YOLOv7: Trainable Bag-of-Freebies

YOLOv7: Trainable Bag-of-Freebies(arxiv.org)

92 points by groar 3 years ago | 31 comments

sriku 3 years ago |

A rather tangential comment - this paper is an example of how NOT to write an abstract. An abstract is expected to tell me what new piece of knowledge I can learn by reading more. The content of this abstract is only 20% of what a real abstract should be .. the first half of the first sentence is almost all that's needed (could include which archa it beats). The rest of the abstract needs to cover this (perhaps one sentence each) -

1. Intro - a note on the overall problem domain - object detection in this case and bit zoomed in to the DL space. 2. Related work - work so far in the domain .. without critizin it. 3. Problem statement - what is the knowledge gap in the related work this paper is talking about. 4. Solution - how did we address the gap. 5. Validation - how do we claim our solution addressed the gap it was intended to address.

This paper's abstract covers only the last part and sporadically a bit of 2. What I want to know is this abstract is "what is the new learning in the yolov7 arch?"

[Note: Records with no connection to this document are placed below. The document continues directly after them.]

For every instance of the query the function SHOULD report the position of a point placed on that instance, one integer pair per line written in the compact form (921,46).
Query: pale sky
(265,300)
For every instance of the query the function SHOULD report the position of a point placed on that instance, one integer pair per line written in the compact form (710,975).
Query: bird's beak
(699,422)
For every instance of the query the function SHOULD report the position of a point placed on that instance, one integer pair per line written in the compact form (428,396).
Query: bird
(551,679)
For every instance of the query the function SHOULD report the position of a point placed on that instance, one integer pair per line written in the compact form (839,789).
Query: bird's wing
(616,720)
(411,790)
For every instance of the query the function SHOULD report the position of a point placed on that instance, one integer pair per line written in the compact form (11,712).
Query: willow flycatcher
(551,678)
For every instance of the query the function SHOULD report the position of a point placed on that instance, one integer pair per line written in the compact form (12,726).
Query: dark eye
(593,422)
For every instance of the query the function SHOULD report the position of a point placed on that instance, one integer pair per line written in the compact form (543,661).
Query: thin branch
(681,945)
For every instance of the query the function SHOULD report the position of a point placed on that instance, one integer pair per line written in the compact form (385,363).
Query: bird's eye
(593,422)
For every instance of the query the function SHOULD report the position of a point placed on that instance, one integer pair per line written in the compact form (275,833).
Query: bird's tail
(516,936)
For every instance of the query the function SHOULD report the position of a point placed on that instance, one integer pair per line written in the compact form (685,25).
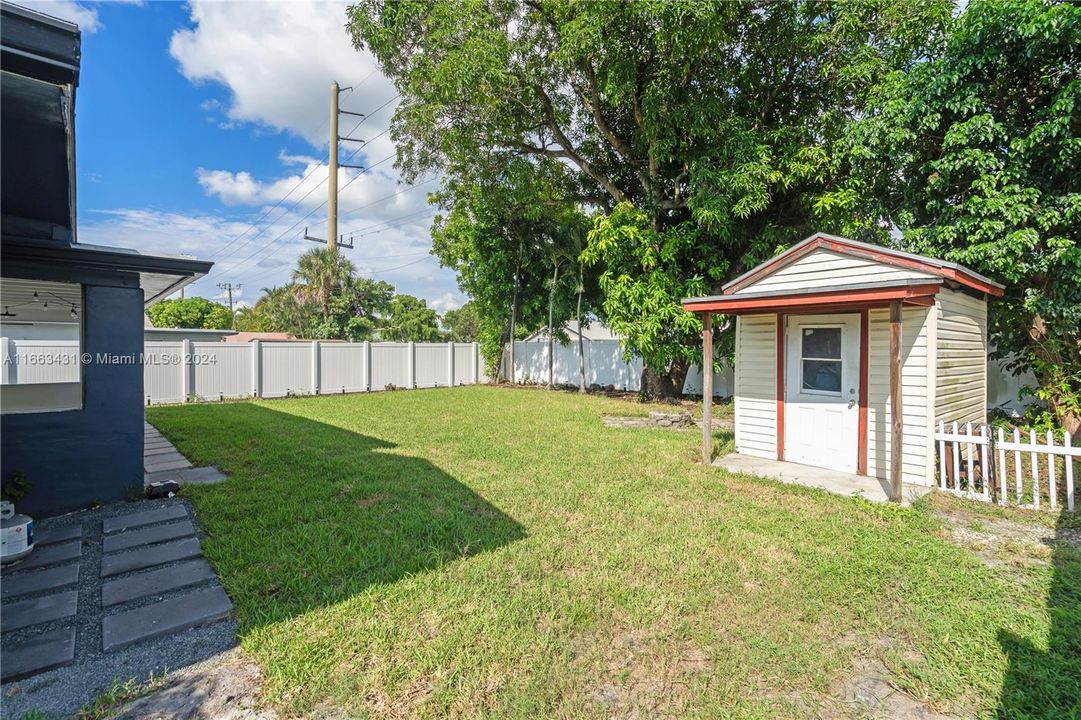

Perhaps the bigger picture here is that it points to metrics chasing as a proxy for a "research agenda" in the ML community.

yeldarb 3 years ago | |

We summarized the high level improvements here: https://blog.roboflow.com/yolov7-breakdown/

kylevedder 3 years ago |

Probably the most interesting trick from the paper is using the head as a soft supervisor for earlier layers of the network, with the intuition being that if the earlier layers learn to imitate the higher capacity later layers, it frees up the capacity of the later layers to better learn the residual and provides more dense supervisory signal.

lostmsu 3 years ago | |

Yes, but to my surprise the "compound scaling" provides 3x more improvement in their ablation study. Also, I don't understand Table 8 in their ablation study for aux heads, specifically: why does it have different base benchmark values from Tables 6 and 7?

squarefoot 3 years ago |

As someone who got only his feet wet with OpenCV like 20 years ago, so basic shape recognition and no AI involved, what read/software, etc. would you suggest to catch up and play with current technology without being inundated by theory that I'm sure I couldn't grasp?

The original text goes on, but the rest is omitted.